Dedicated Inference gives you a GPU reserved for your model. BYOM (Bring Your Own Model) is really you registry those weights successful the Model Catalog truthful the level knows what to load.

Let’s first understand erstwhile to usage Dedicated Inference and erstwhile not to.

When to usage Dedicated Inference and erstwhile not to?
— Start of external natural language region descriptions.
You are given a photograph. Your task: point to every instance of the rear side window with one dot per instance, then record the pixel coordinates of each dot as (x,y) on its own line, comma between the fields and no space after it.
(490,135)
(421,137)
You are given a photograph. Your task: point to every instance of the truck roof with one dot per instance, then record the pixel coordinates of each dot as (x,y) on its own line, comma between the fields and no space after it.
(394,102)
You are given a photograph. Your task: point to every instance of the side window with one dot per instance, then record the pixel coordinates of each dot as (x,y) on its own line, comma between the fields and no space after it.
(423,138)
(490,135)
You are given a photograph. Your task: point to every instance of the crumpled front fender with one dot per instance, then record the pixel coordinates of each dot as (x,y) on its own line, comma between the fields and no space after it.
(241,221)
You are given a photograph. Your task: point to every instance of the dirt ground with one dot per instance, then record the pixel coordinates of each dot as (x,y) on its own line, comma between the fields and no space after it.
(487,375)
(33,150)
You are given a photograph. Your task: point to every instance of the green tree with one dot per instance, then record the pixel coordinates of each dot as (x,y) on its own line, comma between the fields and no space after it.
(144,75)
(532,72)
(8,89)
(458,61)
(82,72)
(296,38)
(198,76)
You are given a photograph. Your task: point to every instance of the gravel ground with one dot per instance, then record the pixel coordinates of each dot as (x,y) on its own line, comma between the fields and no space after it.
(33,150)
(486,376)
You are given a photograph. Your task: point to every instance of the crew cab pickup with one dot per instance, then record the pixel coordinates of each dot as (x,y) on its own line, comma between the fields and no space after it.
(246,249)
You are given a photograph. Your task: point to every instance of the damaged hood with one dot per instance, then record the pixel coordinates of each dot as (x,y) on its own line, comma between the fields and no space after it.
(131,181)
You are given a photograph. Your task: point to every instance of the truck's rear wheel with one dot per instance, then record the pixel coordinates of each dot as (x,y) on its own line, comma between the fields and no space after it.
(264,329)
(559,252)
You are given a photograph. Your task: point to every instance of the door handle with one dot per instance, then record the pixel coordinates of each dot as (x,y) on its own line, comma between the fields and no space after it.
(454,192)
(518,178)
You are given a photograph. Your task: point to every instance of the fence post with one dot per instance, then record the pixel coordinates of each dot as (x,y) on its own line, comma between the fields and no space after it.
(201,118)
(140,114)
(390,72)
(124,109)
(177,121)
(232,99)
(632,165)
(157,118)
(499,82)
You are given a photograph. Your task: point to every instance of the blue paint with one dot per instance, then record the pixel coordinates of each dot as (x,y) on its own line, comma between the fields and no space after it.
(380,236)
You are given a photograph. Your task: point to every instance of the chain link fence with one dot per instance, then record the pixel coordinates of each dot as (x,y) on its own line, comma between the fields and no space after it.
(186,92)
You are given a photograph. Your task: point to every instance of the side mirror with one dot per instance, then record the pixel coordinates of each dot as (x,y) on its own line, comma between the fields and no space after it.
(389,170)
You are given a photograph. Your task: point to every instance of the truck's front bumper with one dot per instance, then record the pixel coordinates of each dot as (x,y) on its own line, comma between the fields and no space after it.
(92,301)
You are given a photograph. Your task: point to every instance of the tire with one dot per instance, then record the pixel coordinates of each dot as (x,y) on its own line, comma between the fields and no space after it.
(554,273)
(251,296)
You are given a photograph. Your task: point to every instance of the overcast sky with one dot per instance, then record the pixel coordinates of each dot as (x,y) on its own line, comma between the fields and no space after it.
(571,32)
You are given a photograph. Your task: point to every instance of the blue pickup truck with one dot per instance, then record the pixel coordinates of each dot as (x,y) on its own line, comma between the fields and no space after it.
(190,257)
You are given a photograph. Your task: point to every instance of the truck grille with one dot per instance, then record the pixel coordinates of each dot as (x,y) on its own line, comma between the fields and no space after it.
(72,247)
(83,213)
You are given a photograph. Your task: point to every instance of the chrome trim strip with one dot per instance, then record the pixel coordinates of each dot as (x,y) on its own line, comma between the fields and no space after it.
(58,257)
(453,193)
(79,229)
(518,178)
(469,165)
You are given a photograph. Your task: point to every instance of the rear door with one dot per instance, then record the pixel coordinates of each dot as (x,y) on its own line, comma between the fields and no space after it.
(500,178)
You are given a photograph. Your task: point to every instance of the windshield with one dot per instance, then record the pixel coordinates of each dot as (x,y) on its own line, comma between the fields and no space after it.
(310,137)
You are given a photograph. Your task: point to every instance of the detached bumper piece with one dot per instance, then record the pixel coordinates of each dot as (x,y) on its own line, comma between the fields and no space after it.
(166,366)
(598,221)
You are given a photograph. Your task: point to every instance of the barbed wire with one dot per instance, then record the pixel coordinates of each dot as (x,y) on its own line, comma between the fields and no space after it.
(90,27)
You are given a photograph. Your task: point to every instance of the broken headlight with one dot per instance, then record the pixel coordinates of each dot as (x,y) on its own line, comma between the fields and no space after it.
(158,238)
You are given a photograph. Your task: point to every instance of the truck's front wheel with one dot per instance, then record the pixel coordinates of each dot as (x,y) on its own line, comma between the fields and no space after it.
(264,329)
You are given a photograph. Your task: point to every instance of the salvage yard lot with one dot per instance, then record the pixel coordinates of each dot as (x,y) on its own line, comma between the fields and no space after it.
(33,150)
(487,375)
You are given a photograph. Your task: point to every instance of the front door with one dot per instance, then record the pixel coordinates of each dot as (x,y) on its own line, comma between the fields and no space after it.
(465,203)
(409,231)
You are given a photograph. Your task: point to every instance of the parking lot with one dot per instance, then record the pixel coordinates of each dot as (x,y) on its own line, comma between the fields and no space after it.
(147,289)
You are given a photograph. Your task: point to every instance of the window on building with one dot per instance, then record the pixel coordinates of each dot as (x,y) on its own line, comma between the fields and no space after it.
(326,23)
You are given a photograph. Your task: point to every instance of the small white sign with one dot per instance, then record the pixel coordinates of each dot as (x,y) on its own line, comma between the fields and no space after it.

Dedicated Inference makes consciousness erstwhile you want afloat power complete the exemplary being served (for example, your ain fine-tuned weights, a proprietary model, aliases thing not disposable successful the default catalog) and you expect users aliases applications to deed the endpoint pinch steady, production-like traffic.

With Dedicated, your exemplary lives connected its ain reserved GPU, down a backstage endpoint wrong your VPC. This intends you get accordant latency, web isolation, and the expertise to use civilization entree controls.

It’s the correct prime erstwhile you attraction astir privacy, compliance, predictable performance, aliases request to tally models that can’t vessel arsenic a instauration exemplary successful Serverless. The tradeoff: you’ll salary for the reserved GPU while the deployment exists, moreover if requests are infrequent.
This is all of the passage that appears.